The success has been pretty surreal. I just never dreamed of it. My teacher taught in her living room in Los Gatos, California. Almost nobody knew about her. I don’t think she ever had more than fifteen students. She didn’t wear robes. So I thought I would teach in my living room on the weekends. I still walk in the door of a retreat center and think, Why are there more than twenty-five people here? Why are all these people coming to see me? I’m really just a voice for this. This isn’t about me. And the bigger it gets, the more obvious it becomes that it has nothing to do with me. I just happened to fall into the position of being the voice for something.

Saunders: Some spiritual teachers talk about a new state of consciousness for humanity on the horizon, an evolutionary leap, a New Age. Do you see any evidence of this?

Adyashanti: Not much. [Laughs.] In fact, I see a lot of evidence to the contrary. Of course, I really hope I’m wrong.

To equate enlightenment with the evolution of consciousness for humanity is to absolutely misunderstand what enlightenment is all about.

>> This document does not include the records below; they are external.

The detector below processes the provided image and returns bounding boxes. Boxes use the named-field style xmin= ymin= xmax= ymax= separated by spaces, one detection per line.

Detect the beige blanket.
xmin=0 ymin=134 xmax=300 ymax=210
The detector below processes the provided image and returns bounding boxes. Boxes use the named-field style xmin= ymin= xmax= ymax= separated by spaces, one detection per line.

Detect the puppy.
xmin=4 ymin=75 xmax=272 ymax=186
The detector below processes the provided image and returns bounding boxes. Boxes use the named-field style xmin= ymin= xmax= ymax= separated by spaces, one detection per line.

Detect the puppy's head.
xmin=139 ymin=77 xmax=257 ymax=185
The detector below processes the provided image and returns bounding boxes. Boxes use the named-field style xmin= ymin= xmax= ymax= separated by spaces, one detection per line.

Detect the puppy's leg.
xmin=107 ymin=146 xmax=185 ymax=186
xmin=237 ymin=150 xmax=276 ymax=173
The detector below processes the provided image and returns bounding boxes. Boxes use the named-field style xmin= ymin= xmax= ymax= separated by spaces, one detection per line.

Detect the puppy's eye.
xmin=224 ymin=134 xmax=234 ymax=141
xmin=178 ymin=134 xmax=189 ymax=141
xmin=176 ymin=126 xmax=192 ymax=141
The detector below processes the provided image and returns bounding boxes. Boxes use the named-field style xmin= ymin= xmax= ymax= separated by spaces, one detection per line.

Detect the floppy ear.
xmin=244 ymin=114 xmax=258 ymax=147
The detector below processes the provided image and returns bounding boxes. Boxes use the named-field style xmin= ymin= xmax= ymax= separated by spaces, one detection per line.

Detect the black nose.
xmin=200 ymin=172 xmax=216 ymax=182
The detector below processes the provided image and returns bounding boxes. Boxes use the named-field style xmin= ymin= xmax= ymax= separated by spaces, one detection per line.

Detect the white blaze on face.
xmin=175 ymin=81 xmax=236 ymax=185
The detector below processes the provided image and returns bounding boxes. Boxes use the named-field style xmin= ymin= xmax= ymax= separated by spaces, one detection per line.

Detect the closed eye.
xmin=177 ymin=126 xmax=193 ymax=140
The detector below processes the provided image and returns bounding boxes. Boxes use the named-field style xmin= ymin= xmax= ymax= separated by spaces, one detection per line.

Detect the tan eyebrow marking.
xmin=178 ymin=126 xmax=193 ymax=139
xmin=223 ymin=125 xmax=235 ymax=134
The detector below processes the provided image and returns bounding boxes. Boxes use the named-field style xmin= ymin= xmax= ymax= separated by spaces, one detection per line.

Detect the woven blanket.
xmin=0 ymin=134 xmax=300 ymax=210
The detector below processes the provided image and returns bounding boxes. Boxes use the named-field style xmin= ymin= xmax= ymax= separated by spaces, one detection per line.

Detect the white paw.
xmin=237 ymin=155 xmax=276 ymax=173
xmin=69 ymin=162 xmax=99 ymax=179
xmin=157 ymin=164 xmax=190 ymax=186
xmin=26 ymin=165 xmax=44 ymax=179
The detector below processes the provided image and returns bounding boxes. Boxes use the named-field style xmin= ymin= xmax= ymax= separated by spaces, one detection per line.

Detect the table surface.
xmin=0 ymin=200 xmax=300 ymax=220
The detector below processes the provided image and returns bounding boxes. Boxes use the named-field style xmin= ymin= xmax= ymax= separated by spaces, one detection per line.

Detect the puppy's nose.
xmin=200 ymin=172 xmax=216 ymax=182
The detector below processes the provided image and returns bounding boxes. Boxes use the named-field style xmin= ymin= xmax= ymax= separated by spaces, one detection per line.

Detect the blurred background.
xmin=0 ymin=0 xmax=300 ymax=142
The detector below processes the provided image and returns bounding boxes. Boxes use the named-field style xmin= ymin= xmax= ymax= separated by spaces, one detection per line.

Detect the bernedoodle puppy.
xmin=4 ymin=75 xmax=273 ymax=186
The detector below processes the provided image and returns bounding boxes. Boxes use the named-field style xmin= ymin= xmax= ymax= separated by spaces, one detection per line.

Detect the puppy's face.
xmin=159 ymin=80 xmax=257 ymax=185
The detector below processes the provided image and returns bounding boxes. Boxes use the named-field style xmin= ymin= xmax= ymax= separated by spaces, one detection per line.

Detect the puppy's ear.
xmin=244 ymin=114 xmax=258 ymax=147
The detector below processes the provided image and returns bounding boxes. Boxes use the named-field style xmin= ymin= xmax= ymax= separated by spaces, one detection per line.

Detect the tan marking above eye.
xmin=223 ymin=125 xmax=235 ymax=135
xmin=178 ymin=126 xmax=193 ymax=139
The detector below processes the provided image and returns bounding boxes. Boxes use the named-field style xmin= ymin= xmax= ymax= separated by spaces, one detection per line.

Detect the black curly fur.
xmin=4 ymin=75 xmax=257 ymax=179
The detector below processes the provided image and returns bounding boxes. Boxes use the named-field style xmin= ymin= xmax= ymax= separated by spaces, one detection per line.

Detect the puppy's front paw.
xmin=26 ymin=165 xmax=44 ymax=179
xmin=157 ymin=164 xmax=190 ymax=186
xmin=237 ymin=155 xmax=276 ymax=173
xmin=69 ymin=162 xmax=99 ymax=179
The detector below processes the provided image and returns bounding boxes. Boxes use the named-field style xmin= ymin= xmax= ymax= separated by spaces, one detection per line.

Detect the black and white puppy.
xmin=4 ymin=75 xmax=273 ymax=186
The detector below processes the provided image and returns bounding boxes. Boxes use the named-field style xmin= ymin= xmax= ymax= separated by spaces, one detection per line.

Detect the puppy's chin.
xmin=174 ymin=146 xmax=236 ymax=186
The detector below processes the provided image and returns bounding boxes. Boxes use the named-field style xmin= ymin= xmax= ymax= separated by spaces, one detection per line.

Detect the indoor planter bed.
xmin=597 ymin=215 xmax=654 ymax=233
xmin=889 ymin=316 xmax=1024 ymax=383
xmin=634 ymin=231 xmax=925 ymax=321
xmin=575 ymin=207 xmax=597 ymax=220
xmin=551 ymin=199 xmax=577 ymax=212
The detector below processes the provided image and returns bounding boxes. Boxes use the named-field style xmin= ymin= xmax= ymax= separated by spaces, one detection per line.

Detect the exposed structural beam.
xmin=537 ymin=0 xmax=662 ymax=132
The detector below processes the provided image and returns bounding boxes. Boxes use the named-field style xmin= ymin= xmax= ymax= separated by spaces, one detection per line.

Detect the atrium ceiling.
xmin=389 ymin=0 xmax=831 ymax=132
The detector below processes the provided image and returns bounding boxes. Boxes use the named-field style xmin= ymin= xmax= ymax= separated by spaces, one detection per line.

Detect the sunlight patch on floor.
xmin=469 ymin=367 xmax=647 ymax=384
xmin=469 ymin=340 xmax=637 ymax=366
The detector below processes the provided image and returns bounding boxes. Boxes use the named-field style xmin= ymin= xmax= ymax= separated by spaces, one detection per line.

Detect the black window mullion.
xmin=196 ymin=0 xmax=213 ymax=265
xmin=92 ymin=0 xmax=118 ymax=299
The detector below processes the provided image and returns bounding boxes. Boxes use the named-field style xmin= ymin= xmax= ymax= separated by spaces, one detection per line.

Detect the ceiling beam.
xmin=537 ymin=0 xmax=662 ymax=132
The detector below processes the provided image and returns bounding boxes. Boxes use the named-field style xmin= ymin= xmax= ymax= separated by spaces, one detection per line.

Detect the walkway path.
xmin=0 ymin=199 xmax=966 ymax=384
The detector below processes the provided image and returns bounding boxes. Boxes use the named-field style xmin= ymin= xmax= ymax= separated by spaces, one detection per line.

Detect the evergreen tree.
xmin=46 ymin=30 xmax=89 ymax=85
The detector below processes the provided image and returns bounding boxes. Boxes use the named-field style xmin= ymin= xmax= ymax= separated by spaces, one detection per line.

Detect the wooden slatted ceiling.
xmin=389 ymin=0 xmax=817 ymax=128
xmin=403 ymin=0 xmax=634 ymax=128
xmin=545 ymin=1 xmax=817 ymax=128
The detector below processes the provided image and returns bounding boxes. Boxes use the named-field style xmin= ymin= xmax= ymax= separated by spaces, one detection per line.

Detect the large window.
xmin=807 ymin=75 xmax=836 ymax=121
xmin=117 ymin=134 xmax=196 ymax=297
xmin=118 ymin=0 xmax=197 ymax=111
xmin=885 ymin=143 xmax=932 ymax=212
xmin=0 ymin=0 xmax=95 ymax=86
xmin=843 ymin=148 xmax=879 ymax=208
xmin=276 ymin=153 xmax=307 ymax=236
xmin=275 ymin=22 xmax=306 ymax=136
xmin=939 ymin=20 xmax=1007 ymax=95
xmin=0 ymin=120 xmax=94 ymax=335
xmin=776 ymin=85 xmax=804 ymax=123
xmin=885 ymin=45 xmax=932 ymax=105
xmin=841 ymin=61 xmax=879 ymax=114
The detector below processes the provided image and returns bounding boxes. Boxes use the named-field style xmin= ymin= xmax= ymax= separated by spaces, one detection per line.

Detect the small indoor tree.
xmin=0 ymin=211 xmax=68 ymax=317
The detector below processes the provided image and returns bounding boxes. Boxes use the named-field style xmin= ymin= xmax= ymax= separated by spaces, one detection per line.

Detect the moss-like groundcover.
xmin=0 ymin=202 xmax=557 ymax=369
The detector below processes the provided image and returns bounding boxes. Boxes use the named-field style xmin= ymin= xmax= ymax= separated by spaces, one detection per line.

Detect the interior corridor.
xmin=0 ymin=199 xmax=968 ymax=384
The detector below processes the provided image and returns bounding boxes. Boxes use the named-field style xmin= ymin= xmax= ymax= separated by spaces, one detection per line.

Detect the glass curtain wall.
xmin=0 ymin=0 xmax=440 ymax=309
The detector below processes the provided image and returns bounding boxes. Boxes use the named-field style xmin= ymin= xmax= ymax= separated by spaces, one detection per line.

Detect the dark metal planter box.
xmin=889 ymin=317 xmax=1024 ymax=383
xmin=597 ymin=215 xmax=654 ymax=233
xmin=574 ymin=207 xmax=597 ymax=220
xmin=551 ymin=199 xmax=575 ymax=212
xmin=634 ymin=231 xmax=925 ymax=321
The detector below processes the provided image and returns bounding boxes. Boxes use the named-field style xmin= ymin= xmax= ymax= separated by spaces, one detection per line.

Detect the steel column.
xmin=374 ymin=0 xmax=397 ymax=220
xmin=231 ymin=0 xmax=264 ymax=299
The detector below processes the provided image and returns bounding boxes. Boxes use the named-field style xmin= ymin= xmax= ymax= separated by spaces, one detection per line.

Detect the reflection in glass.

And it’s nothing new. People have been saying for thousands of years that we’re on the cusp of “a new state of consciousness,” and they will for thousands more. By and large, it is a mechanism for putting ourselves to sleep rather than waking up. Most people who think they’re part of the greater awakening of humanity are actually just aggrandizing their own egos. The truth is we don’t know the future. We can’t know the future. One of the best ways to stay asleep is to wait for a future when we’ll all be awake. But, like I said, I hope I’m wrong. If the whole world wakes up tomorrow, I’ll be glad that I was wrong. 

Safransky: What’s the single most important piece of advice you would give to someone who wants to awaken?

Adyashanti: Get in touch with what you really want. What does awakening mean for you? Do you want it because it sounds good? Then you’ve borrowed someone else’s idea of it. What is it that’s intrinsic to you? What’s been important to you your whole life? If you touch upon that, you are in touch with a force that no teacher or teaching could ever give you. You are quite on your own in finding it. No one can tell you what that is. Once you feel it, once you’re clear on it, everything else will unfold from there. If you need a teacher, you’ll find one. If you need a teaching, you’ll bump into it, probably in the most unexpected way.